I think what we have seen is that ESG, in general, is very close to mining companies. It’s very important for them environmentally, especially, to try and make a difference. Then the sustainability part is also key, you know, to have electricity available when they require it. So when you do look at mines, the systems that might be attractive to them will typically be larger systems – not necessarily grid-tied but with a suitable blend of energy resources, etc., and therefore, they need a scale. Effectively, this will create an opportunity for them to scale up.

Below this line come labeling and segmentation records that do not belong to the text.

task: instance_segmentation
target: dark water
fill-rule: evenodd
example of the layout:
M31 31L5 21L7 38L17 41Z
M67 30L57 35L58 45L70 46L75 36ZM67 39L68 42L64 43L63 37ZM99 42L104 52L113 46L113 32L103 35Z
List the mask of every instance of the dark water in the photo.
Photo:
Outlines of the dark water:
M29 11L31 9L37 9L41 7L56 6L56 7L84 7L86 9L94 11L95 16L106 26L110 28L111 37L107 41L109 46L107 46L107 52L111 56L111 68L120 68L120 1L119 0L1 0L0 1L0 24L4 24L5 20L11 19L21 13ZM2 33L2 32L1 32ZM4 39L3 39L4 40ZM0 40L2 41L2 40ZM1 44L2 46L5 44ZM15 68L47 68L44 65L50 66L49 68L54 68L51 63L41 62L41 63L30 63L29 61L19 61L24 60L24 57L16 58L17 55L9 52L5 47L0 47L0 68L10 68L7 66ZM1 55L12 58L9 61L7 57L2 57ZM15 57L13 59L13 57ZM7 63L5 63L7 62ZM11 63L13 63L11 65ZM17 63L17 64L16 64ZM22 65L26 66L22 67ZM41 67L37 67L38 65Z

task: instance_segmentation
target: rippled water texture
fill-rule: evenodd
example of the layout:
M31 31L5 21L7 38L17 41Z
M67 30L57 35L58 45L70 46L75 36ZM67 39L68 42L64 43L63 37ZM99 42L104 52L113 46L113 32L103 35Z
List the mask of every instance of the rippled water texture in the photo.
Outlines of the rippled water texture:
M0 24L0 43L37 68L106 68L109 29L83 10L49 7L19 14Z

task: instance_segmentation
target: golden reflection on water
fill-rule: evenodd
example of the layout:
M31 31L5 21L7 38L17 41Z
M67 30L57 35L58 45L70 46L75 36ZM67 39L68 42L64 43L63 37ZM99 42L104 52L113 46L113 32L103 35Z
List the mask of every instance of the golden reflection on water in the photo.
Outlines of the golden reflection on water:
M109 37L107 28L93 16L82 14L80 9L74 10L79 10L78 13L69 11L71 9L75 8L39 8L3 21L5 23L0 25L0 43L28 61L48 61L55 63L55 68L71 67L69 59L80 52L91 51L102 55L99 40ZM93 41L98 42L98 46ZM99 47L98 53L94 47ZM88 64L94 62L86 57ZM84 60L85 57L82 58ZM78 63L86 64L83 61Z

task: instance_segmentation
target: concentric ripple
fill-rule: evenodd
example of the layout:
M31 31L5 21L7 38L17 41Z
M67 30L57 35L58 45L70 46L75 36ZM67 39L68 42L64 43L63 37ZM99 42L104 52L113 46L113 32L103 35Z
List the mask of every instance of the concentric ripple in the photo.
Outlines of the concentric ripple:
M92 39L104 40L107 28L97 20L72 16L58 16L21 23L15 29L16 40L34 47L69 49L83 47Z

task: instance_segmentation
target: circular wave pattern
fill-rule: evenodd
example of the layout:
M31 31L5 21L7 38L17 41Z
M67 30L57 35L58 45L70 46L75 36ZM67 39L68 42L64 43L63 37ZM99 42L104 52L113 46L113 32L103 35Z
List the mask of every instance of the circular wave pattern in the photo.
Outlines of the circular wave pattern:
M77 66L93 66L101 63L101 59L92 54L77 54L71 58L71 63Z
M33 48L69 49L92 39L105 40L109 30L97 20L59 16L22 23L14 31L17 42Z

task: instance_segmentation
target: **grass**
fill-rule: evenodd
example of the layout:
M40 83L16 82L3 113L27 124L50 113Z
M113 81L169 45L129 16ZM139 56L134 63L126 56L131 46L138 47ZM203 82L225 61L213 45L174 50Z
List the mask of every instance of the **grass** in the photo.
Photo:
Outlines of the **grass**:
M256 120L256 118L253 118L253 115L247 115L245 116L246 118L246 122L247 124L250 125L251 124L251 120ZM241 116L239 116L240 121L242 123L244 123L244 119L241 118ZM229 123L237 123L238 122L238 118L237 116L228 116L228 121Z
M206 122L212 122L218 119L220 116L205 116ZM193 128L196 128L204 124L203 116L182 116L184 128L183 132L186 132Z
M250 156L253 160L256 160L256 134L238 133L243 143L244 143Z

On what PowerPulse is about: 

It’s been a very interesting journey for us as a bank, you know, for the past five or so years, we’ve been aware that there is a requirement amongst clients to come up with appropriate solutions. But what we found is that it’s a very complex ecosystem of players. You have to partner with the right suppliers – the EPCs (the Engineering Procurement Contractors). You have to have a proper understanding of your own needs and then you need to have proper integration. So with that awareness, we realised that there must be an opportunity and a need to really bring clients or users of energy together into an environment where they could be partnered with trusted suppliers and that we’ve done through this digital platform that we call PowerPulse.

On who it is aimed at:

For the moment, we are happy to look quite wider. I think when it comes to Standard Bank clients, obviously, we’ve got a deep understanding of their unique needs. We’ve got established relationships and we’ve got access to information. In future podcasts, we will elaborate a bit more on the details of the programme but for the moment, it’s really around creating the awareness around PowerPulse as an opportunity to effectively integrate all of those various suppliers.

On whether suppliers are filtered: 

Correct. There’s a very big ecosystem of players in the market. This proposition really focuses on the commercial industrial type of clients – I would say 200-kilowatt peaks to about a megawatt peak and slightly upwards, etc. In that market, it is very important to partner with the right operator who is typically an electrical engineer, etc. and on the platform, we do have a process of onboarding of those preferred suppliers.